When the patent on a novel drug expires, drug companies (sponsors) that want to manufacture a copy drug can apply to the regulatory agencies to sell a generic version of the drug. The development of a generic drug are based on the evaluation of the bioequivalence, assessed only in some tens of healthy volunteers. When generic drugs enter the market, the supply extends and drug prices fall making easier access to consumers.

Taller de Mètodes Multivariants pe a la Integració de Dades Òmiques (o no)

El taller s'inspirarà en el capítol 11 del llibre obert "Computational Genomics with R" i, enllaçant amb la primera part de la xerrada anterior practicarem alguns mètodes clàssics i moderns que ens permeten combinar dades de tipus diferents per tal d'aconseguir una explicació més complerta de la que ens oferiria cadascuna de les dades parcials per separat. Ho practicarem amb dades òmiques de càncer que ens descarregarem del TCGA i, "if time permits" veurem com muntar un pipeline complert d'anàlisi amb el paquet "targets".
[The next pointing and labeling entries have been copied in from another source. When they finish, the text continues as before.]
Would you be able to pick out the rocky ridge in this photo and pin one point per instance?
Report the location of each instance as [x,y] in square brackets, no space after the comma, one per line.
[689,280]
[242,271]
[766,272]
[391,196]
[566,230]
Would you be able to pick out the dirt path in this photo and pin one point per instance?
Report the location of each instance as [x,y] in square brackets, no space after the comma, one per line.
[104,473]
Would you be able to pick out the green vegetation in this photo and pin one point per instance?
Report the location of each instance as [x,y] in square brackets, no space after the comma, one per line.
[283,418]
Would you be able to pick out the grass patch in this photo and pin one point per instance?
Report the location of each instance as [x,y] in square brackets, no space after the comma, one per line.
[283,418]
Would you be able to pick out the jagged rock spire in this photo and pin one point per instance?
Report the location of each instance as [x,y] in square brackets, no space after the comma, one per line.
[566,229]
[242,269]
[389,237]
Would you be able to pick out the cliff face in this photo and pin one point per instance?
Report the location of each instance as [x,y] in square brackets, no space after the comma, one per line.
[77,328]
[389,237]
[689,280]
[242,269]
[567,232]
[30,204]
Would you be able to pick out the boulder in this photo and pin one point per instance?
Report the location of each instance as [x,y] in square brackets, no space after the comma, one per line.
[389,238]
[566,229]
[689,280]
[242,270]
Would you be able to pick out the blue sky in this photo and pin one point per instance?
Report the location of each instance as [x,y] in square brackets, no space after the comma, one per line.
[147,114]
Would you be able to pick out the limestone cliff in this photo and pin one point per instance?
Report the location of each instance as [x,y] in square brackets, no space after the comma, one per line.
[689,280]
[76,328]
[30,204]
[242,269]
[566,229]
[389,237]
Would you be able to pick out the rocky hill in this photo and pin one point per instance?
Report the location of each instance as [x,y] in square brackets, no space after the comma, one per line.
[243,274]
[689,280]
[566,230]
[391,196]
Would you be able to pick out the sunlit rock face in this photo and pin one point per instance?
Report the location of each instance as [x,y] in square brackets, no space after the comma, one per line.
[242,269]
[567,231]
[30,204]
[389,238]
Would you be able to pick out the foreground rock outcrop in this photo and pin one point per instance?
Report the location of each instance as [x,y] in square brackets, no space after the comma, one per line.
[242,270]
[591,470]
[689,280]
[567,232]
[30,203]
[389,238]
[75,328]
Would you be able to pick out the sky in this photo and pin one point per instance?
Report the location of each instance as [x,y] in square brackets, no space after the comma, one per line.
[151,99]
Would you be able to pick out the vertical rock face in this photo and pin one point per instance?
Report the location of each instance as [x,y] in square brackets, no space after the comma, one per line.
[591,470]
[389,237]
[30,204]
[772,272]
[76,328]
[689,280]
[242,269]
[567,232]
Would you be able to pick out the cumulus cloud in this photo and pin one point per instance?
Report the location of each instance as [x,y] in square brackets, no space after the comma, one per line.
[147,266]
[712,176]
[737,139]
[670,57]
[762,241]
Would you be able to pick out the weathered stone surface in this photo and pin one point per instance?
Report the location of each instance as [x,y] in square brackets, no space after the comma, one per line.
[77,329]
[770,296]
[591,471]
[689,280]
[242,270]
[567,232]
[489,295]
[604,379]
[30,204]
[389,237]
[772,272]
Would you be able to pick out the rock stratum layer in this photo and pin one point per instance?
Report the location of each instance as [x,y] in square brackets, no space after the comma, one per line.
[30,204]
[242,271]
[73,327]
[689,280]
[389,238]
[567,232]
New kid on the GRBIO block. What will Dani be up in the next 2 years?

As this is my first GRBIO retreat and I might be quite a stranger to quite a few GRBIO members, I will briefly be outlining the lines of future research (out of the GRBIO research projects) I will be working on in the next two years. This mainly will include my research collaboration with Sant Joan de Déu Foundation (CIBERSAM research group) and the clustering model research group of the School of Mathematics and Statistics at the Victoria University of Wellington.

 

From Artificial Neural Network to Deep Learning

Artificial neural networks is a type of classical algorithm that began to develop in the 50s of the last century. It has some basic elements that give it a very versatile character. It has been in recent years, with an increase in the computing power of computers, when its potential has been harnessed from Deep Learning. In this presentation we will talk about all this and will show some applications in Deep Learning.

 

The Sorensen-Dice dissimilarity. A journey from ecosystems to gene lists comparison

Genomics (and “omics” in general) provides huge amounts of data, frequently as lists of gene identifiers (e.g., those expressed in a specific disease). A way to biological interpretation of these lists is given by the Gene Ontology, GO, a hierarchic system (from more general to more specific) of biological concepts, designated as GO items or nodes. A gene is “annotated” in a GO item if this concept is applicable to it (e.g., if the gene participates in “membrane transportation”). A GO item is known as “enriched” in a given list if it is overrepresented in the list (overly annotated, more than could be expected by chance). A way to measure biological similarity or dissimilarity between two gene lists could rely on how many enriched GO items they share. Substituting “gene” by “species”, “gene list” by “ecosystem” and “enriched” by “present at”, there are curious coincidences waiting to be exploited.

 

Sports analytics: overview, R packages, and applications on survival studies

In this talk, we will provide an overview of the role of statistics in the world of sports by presenting some key aspects about the types of data and asking why statistics are increasingly necessary in this field. Likewise, we will present a list of R packages that can be useful on this topic. Finally, we will show how survival analysis can be applied to sports analytics by means of two examples from basketball and Australian rugby.